Right now power-purchase agreements (PPAs) are technically legal for solar installations, but the solar industry wants to make that clear. They’re pushing for passage of Senate Bill 401, which would ensure that utility customers could be eligible for third-party ownership of a PV array. However utilities, among them Georgia Power, have voiced opposition to the legislation.
Georgia Power is contending that the bill would infringe on its territory and the introduction of new power producers would cause the utility to raise rates for customers because it would be required to raise its rates, according to The Savannah Morning News. The utility also cited the state’s Electric Service Act which established territories for utilities in the state.
“The quote about increasing rates, I think it’s misleading,” said Georgia Solar Energy Association Lobbyist Jason Rooks. “The biggest pressure on rates and customer bills is capital investment to meet forecasted future demand. If customers put their private capital in PV, that reduces long-term demand.”
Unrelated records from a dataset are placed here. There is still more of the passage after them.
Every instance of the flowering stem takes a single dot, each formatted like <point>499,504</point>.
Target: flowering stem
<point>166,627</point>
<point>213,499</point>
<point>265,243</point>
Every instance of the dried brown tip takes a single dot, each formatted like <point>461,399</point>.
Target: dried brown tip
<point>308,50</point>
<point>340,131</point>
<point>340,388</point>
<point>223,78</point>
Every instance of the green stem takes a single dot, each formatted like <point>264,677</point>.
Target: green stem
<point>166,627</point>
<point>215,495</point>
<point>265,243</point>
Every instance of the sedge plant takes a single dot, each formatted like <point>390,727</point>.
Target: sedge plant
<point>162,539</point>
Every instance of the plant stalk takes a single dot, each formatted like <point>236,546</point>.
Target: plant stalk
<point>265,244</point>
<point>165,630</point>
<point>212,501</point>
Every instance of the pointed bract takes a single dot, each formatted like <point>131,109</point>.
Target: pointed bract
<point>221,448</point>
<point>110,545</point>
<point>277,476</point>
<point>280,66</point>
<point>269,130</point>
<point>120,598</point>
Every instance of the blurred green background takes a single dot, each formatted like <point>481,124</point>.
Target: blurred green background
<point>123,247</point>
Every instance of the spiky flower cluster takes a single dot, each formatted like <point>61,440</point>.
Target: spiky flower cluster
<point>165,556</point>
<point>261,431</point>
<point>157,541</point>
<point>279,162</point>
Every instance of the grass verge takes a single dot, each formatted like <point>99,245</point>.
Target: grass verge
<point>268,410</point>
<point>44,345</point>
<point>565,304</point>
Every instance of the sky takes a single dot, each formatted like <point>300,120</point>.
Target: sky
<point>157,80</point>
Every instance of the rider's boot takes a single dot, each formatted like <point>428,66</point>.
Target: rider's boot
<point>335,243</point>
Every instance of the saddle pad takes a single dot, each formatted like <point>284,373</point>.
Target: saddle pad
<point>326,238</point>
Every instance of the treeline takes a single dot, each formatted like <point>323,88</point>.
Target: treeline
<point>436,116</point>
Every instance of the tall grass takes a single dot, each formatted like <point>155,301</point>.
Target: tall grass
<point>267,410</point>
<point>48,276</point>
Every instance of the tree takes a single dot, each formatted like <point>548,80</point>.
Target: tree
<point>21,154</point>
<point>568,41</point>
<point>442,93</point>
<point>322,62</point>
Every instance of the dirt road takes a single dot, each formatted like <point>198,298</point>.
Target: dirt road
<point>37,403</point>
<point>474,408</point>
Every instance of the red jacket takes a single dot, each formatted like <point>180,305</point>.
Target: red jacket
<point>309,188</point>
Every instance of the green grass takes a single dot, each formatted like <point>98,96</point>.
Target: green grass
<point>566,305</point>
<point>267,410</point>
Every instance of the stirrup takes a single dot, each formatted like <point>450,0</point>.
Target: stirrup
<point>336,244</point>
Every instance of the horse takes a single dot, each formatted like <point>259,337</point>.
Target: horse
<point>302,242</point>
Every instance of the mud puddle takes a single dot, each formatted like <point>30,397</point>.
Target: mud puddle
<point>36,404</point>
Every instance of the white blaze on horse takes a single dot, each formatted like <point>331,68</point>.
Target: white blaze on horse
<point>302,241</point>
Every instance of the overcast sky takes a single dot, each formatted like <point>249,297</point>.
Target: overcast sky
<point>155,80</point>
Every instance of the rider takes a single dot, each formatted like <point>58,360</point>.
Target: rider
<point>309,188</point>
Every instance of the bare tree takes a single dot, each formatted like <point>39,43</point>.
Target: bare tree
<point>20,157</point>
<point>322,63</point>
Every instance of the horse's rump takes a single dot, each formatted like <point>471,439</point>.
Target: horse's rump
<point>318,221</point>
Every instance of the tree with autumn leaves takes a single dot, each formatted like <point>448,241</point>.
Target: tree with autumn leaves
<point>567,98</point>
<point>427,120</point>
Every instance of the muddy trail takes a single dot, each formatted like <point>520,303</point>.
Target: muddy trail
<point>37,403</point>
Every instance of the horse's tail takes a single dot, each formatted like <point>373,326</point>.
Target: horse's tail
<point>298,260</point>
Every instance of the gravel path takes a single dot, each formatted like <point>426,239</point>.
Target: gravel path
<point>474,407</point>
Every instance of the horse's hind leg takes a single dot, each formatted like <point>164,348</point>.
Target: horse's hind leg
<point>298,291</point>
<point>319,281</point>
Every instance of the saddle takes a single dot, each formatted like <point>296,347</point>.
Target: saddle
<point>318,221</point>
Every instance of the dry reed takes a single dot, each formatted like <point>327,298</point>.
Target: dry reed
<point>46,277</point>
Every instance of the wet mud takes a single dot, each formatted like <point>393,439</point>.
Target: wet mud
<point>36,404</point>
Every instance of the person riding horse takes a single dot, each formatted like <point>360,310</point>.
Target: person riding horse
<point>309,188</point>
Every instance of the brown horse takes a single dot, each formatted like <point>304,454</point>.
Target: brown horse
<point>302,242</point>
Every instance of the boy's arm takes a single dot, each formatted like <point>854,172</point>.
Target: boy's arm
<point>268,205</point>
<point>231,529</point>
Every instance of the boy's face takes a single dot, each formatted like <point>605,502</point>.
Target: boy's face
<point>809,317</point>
“SB 401 is to clarify that customers have the right to onsite generation and financing in any way they want to,” he said.
The legislation is limited in scope. It doesn’t mandate that utilities buy excess power produced by PV arrays, nor does it require net-metering, according to Rooks.
“Our legislation is pro property rights and free market,” he said.
The legislation could have a large impact on the state’s renewable energy market.
“I believe this will set Georgia in the forefront in the southeast,” Rooks said. “There’s the same legal cloud in North Carolina, Florida and throughout the southern states. I think this will show that Georgia wants to be a leader in the clean tech industry. I think it will be significant and will be a game-changer.”
States with financing options have seen their solar industries grow quickly, according to Rooks.
“It’s boon in every state that they’ve been working in,” he said.
The legislation is now in the State Senate Natural Resources and Environment Committee and has to come out of committee soon. Otherwise it might not make it to the state’s other legislative house by crossover day, which would effectively kill the bill’s chances.
“I’m still confident that that bill will make it through to the governor’s office,” Rooks said.
Whether or not the Governor will sign it remains to be seen.